A handful of students attended Tuesday’s meeting to express their displeasure with what they think is the state’s shortchanging their colleges.
“It’s something that has riled people up,” Chris Marcelli, a senior at Central Connecticut State University, said of the proposed tuition increase. “A lot of people are going to ask, ‘Where am I going to get that money from?'” Students are also organizing to walk out of class and head to the state Capitol the day the regents plan to approve tuition increases.
Marcelli’s friend, also a senior at CCSU, said students are getting the brunt of the state’s fiscal problems.
“I have an issue with how this impacts the students,” he said after Tuesday’s meeting, noting the tuition increases in recent years have added to the amount in student loans he will need to repay.

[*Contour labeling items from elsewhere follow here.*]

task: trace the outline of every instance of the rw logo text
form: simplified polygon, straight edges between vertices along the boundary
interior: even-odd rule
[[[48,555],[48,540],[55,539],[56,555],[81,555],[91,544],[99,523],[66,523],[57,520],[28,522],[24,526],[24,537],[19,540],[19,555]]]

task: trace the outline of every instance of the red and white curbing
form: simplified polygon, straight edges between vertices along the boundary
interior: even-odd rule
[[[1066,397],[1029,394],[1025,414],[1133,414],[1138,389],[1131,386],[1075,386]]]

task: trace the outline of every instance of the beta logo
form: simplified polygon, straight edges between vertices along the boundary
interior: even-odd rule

Budget officials at the regents’ office and UConn both report that the governor’s recommended funding does not fully cover the required 5 percent pay increases for unionized employees.
The governor’s budget office “added collective bargaining increases into the appropriation, then cut the appropriation by an amount greater than the pay increase request,” UConn’s budget officials responded in an email.
How UConn plans to makeup for these shortfalls is unclear, as President Susan Herbst has said the state’s flagship system will not turn to further tuition and fee increases. When UConn’s governing board approved a four-year, 24 percent hike in tuition and fees, the intent was to use that money to hire new 290 new full-time teaching faculty.
Tuition and fee proposals the UConn Board of Trustees will consider next week raise the mandatory cost to attend the university by just $10 a year on top of the 6 percent already approved. The proposal also creates a couple of new fees some students will be required to pay, such as a $20 fee for each online course they enroll in.
The governor has recommended a $2.1 billion plan to build new facilities at UConn to drastically increase enrollment, an influx that would bring in major additional tuition dollars.